One can give a yard a finished, manicured appearance by edging a garden. This simple delineation, separating a garden or flower bed from a grassy yard, looks neater and makes a home more appealing. Edging a garden is not only decorative, it is functional as well. The use of edging can help keep a garden free from sprouting grass or mulch from a mower.
Cutting a trench is probably the most straightforward method of edging a garden. It doesn’t require edging materials, so it’s also the cheapest. A trough can be dug around the garden, with the sod being cut away and removed. Edging tools that use a rolling cutter for smooth, straight lines are also available. Trench digging provides neat, clean lines without decorative flourishes for an understated look, but it will need periodic maintenance to remain tidy.
Smooth, straight lines are crucial for edging a garden. For straight lines, a simple tool such as a string pulled tight between two stakes works best. Even flowerbeds with irregular curved shapes need smooth lines. A garden hose is perfect for marking out a curved edge.
Garden centers and hardware stores have plenty of options for edging a garden with a decorative touch. A garden can be lined with timbers, brick or stones. Rolls of wooden or plastic edging are readily available as well. A look that complements the home is best, but one also should look for sturdy materials that are able to withstand lawn care tools such as electric or motorized weed trimmers.
When edging a garden with these materials, one must dig a shallow trough so that they sit straight and even. This is especially important for irregular shapes such as stones, particularly if the garden is on a slope. After the edging materials are in place, the gaps in the trench can be filled in with soil so that the edging is snug and held firm.
Yard care gets more involved with above-ground edging. Mowers can’t get close enough, and weed trimmers are needed to give the garden a finished look. One low-maintenance alternative is flush edging, which is level with the ground. Flat materials such as brick can be used for flush edging, or purpose-built strips of edging are available. Edging a garden with flush edging allows a lawnmower to pass and removes the need for a weed trimmer.
In uneven areas, rocks, bricks and some of the other border materials mentioned in the article work better than the strips of steel and aluminum border material you can buy.

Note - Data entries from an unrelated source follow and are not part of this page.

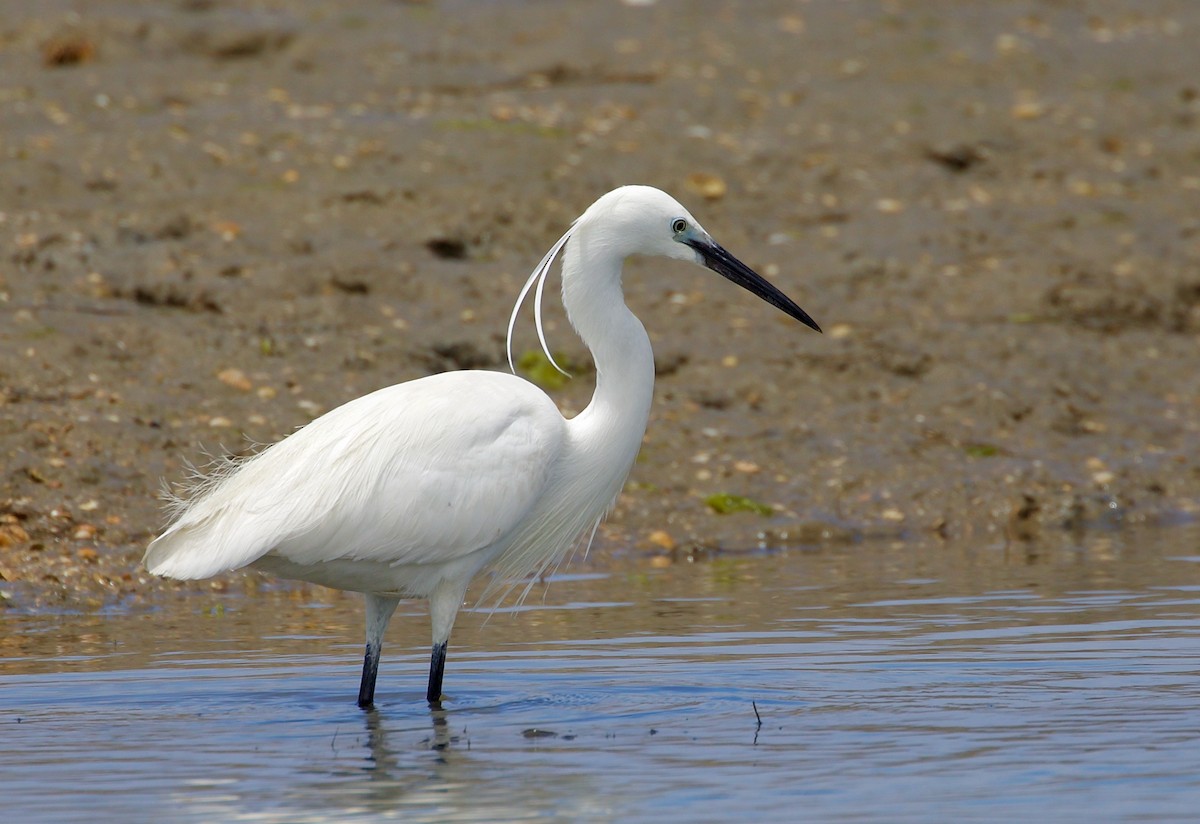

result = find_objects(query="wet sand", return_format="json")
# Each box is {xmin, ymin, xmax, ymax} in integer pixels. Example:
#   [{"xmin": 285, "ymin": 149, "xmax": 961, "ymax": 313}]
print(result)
[{"xmin": 0, "ymin": 0, "xmax": 1200, "ymax": 609}]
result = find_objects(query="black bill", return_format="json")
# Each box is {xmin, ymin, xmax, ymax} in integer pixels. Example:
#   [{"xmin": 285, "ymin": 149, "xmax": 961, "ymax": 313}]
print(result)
[{"xmin": 684, "ymin": 240, "xmax": 821, "ymax": 332}]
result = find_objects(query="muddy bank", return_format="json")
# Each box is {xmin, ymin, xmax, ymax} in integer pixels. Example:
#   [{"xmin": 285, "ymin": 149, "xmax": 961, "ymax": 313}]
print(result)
[{"xmin": 0, "ymin": 0, "xmax": 1200, "ymax": 605}]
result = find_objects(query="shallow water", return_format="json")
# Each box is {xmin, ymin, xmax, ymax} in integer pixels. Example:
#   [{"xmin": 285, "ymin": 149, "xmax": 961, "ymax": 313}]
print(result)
[{"xmin": 0, "ymin": 527, "xmax": 1200, "ymax": 822}]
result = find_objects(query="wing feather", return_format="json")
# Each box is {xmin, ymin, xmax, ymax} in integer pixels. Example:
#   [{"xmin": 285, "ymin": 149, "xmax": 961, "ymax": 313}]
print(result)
[{"xmin": 144, "ymin": 372, "xmax": 565, "ymax": 578}]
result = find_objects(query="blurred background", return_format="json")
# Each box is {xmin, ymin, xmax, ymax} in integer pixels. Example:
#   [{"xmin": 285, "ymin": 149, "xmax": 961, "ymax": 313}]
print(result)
[{"xmin": 0, "ymin": 0, "xmax": 1200, "ymax": 605}]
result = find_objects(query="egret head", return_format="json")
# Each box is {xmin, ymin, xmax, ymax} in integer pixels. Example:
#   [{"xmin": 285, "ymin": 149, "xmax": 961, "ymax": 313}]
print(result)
[
  {"xmin": 506, "ymin": 186, "xmax": 821, "ymax": 374},
  {"xmin": 576, "ymin": 186, "xmax": 821, "ymax": 332}
]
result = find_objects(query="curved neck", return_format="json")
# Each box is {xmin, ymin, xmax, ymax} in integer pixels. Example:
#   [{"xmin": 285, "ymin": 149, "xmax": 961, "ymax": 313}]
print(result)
[{"xmin": 563, "ymin": 233, "xmax": 654, "ymax": 438}]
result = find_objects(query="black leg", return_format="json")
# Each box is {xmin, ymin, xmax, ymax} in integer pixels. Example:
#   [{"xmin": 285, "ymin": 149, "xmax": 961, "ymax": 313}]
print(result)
[
  {"xmin": 359, "ymin": 644, "xmax": 379, "ymax": 709},
  {"xmin": 432, "ymin": 642, "xmax": 449, "ymax": 704}
]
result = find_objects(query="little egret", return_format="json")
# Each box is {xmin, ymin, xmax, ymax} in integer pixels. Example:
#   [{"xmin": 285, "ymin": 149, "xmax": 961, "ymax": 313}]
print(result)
[{"xmin": 143, "ymin": 186, "xmax": 821, "ymax": 708}]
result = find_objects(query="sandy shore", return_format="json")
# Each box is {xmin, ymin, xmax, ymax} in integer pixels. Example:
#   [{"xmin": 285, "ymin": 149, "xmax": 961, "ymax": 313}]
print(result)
[{"xmin": 0, "ymin": 0, "xmax": 1200, "ymax": 608}]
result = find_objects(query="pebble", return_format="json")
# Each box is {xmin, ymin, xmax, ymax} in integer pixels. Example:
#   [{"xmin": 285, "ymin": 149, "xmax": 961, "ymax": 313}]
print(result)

The aluminum and steel garden edging can be difficult to get evenly placed in the ground when you are working with lawn that has mounds and valleys.
The steel strips like Drentel mentioned in the earlier post are great for garden edging. What worked even better for us are the strips made from aluminum. They are just as subtle as the steel ones, and they are lighter, which makes them easier to work with when you are installing them.
They can also be painted, so they virtually disappear into the landscape after you put them in place. Plastic strips are another option, but I don't like the appearance of them as much as I do the aluminum ones
The steel garden edging and the aluminum garden edging cost about the same, so ultimately you can make the decision based on which looks better to you, and how much heavy lifting you want to do.
Rocks, bricks and stones make good borders, and they create a different look throughout your lawn and garden. Many people choose these type of borders because they want these types of prominent borders.
If you want something not as noticeable, yet just as effective then steel strips may be what you want. The steel strips come in sections of 10 feet and they are four inches in width. The depth of the strips is also four inches.
To be sure the strips separate the grass from the plants in your garden, you'll need to set the strips with about a half inch of the steel above ground. This will prevent roots from expanding over the steel, and you
will have three and a half inches below the surface to stop grass roots from spreading into your gardens underground.
The steel strips are almost undetectable. This makes the break between grass and flowers look more natural. You can also paint the strips to help them blend in even better.